Una delle [tante] altre risposte a tutto questo è la più geniale (diciamo così) di tutte, quella che sta facendo riemergere la questione antifascista agli (orrori) delle cronache politiche quotidiane: essere antieuropeista si tradurrebbe, agli orecchi di chi ascolta o agli occhi di chi legge, immediatamente, in un velato sostegno a formazioni neofasciste. Un sostegno anche inconscio e inconsapevole che prima o poi, riemergerà con tutta la sua forza. L’antifascismo che sta emergendo in questa fase politica rappresenta una formazione di facciata di fronte al giornalismo d’accatto e parimenti uno scalpo da ostentare nei confronti della dilaniata opinione pubblica italiana. Dichiararsi antifascisti perché (ormai l’adagio è passato) in Europa dopo la guerra ci sono stati 70 anni di pace rappresenta, in sé, una bella [e grossa] bugia. Prima di tutto perché la guerra c’è, c’è stata ed è tuttora alle nostre porte: Jugoslavia e Ucraina, tanto per citarne solo due, non sono territori remoti. Senza contare di tutte le missioni militari che – ad esempio l’Italia – i paesi Nato promuovono: Afghanistan, Iraq, Libano, Niger e la lista è molto lunga. In secondo luogo perché l’antifascismo è, di per sé, un’azione politica (oserei dire un programma politico, dato che ha prodotto la Costituzione della Repubblica Italiana, prima che essa venisse modificata nel corso del Governo Monti) che prescinde dall’appoggiare sovrastrutture che nessuno ha eletto ma che, attraverso un auto-mandato, governano su quel che rimane degli stati nazionali: antifascismo è, necessariamente, anticapitalismo. Tertium non datur. Ecco, però, emergere un antifascismo in seno alle classi dominanti le quali, non riuscendo più a contenere gli istinti bestiali del liberismo, a seguito della globalizzazione post dissoluzione sovietica, fanno appello alle classi popolari e subalterne per poter creare una sorta di “fronte comune” contro la paura, la xenofobia, il razzismo, il fascismo. La socialdemocrazia europea, infatti, sta recitando questo copione da svariati anni e il sipario sta per calare su di essa.
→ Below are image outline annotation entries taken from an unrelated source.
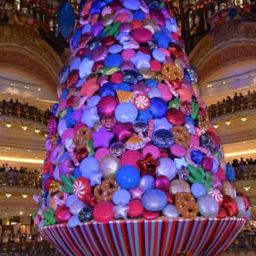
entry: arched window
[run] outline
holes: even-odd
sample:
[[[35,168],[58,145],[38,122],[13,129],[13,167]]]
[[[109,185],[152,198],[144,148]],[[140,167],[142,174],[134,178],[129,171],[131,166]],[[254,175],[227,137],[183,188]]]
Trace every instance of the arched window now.
[[[15,11],[20,11],[20,0],[15,0]]]

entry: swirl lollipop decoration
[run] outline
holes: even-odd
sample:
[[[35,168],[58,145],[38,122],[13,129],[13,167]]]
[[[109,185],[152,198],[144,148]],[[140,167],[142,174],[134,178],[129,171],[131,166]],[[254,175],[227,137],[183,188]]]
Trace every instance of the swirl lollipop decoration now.
[[[150,224],[160,223],[160,217],[166,219],[164,225],[179,215],[185,222],[192,218],[189,224],[198,214],[214,218],[222,201],[221,195],[212,193],[213,174],[219,177],[214,178],[219,181],[219,189],[224,183],[236,195],[230,183],[233,172],[229,167],[225,175],[218,137],[205,104],[194,90],[196,72],[189,65],[170,4],[162,0],[80,2],[81,17],[70,40],[69,63],[61,71],[59,104],[46,143],[45,167],[53,170],[47,169],[45,175],[53,179],[53,184],[60,184],[61,198],[55,201],[57,207],[42,216],[43,220],[46,217],[45,225],[54,223],[51,217],[55,212],[52,211],[56,209],[56,223],[67,228],[79,228],[81,221],[83,225],[104,222],[107,227],[113,219],[118,225],[125,225],[122,219],[133,222],[134,217]],[[49,143],[54,135],[55,140]],[[124,196],[119,201],[117,195]],[[48,208],[52,205],[51,196]],[[208,207],[209,200],[216,201],[214,209]],[[244,200],[232,201],[233,205],[239,203],[241,211],[234,212],[239,217],[244,212]],[[190,208],[186,209],[188,202],[191,202],[193,214],[189,214]],[[59,212],[65,218],[60,218]],[[87,213],[88,218],[84,218]],[[241,220],[236,232],[242,224]],[[41,230],[45,235],[53,230]],[[152,236],[155,240],[154,231]],[[221,236],[212,242],[217,244],[218,240]],[[114,238],[109,242],[114,245],[112,249],[102,246],[105,239],[97,242],[96,247],[101,253],[85,246],[83,253],[121,255],[121,251],[129,252],[124,247],[126,245],[120,247]],[[141,245],[132,246],[135,251],[144,250]],[[61,251],[61,245],[57,247]],[[78,251],[76,247],[72,252],[80,255],[80,247]],[[167,245],[164,247],[163,254],[179,252],[177,247],[173,252]],[[146,244],[144,248],[146,254],[151,250]],[[201,253],[195,252],[196,246],[180,249]],[[207,249],[201,252],[210,253]]]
Il deputato umanista cileno Tomas Hirsch, a riguardo, ha dato una spiegazione magistrale del perché la socialdemocrazia è in crisi, tanto in America latina (in particolar modo nel suo paese), quanto in Europa:

«La socialdemocrazia sta scomparendo in Europa e sta scomparendo in America Latina per una ragione molto semplice: tra una brutta copia e l’originale, la gente ha preferito l’originale. […] Non è possibile cercare di “migliorare” il modello [neoliberista ndt], “umanizzarlo”, “ritoccarlo”: o sei per questo modello individualista, o sei per un cambiamento strutturale profondo della società che garantisca diritti alle persone. La socialdemocrazia non è né per uno, né per l’altro». 

E non è vero che non c’è alternativa. Solo, non se ne parla, si annichilisce, si osteggia aprioristicamente con il Tina, non ci viene mostrata, un po’ come per il Mito della caverna di Platone.